Bioinformatics

Enlarged view: Genevestigator

In mass spectrometry, a peptide, i.e. a sequence of amino acids, is analyzed by splitting multiple copies into prefix and suffix sequences and measuring the masses of these fragments. An important problem is then to reconstruct the sequence of a peptide given only the mass of the peptide itself and the masses of its fragments. This is known as the de novo peptide sequencing problem. More formally, the goal is to reconstruct a sequence S over an alphabet of characters with assigned masses, when the mass of the complete sequence S and the masses of some prefixes and suffixes are given.

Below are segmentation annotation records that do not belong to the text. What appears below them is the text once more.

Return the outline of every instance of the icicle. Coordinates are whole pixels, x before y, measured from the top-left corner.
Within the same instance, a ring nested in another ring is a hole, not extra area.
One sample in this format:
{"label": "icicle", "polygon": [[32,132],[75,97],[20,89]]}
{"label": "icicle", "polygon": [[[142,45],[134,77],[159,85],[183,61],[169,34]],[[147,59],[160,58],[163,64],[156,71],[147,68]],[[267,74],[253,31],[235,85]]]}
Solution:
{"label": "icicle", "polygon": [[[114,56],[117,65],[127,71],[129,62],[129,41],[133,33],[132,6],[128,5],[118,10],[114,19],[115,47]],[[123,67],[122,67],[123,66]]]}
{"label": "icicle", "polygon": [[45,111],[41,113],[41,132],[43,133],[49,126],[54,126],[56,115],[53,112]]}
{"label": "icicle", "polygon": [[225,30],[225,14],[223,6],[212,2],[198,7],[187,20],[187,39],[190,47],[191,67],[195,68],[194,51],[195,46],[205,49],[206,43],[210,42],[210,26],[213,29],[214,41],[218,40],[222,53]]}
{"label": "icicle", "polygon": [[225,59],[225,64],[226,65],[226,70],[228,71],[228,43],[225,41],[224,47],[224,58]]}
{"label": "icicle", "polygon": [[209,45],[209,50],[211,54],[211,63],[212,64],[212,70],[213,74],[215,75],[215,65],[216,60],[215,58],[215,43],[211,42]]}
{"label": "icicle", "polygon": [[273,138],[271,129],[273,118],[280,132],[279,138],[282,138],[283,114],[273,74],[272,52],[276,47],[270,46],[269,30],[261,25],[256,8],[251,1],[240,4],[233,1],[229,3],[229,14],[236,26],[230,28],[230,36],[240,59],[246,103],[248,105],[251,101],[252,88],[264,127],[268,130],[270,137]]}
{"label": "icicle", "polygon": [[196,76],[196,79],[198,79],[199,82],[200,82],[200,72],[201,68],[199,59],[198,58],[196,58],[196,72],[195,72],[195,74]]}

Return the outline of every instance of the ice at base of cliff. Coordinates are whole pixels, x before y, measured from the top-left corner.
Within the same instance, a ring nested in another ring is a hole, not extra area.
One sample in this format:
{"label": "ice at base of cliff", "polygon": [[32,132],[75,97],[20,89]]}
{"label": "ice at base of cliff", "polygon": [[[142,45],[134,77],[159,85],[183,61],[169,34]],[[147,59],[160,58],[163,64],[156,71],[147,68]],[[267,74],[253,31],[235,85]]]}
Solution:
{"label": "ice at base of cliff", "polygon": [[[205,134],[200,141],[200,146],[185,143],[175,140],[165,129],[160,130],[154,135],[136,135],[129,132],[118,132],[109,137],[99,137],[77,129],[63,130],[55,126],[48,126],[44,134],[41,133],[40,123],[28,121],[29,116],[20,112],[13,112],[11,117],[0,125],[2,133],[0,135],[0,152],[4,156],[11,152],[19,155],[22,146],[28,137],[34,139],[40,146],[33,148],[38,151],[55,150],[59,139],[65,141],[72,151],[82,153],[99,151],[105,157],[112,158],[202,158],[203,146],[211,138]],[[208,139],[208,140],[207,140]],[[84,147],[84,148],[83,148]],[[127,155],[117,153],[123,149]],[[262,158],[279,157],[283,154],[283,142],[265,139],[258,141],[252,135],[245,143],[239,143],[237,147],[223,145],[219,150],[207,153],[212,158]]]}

In real experiments it is often not possible to isolate and analyze a single peptide. This is, for example, the case if one would like to analyze a mixture of peptides systematically. A new measurement strategy developed in the lab of Prof. Aebersold at ETH Zurich aims to analyze all peptides within a predefined mass range simultaneously. In this case, one wants to reconstruct the sequences of multiple peptides simultaneously given the masses of the peptides and a set of all measured fragment masses (without knowing which fragment mass belongs to which peptide).
The de novo sequencing problems is not only of high practical interest, but also very challenging in the context of algorithmic development. The complexity of many variants of the problem is unknown and especially the de novo sequencing problem for multiple peptides has not been studied in great detail.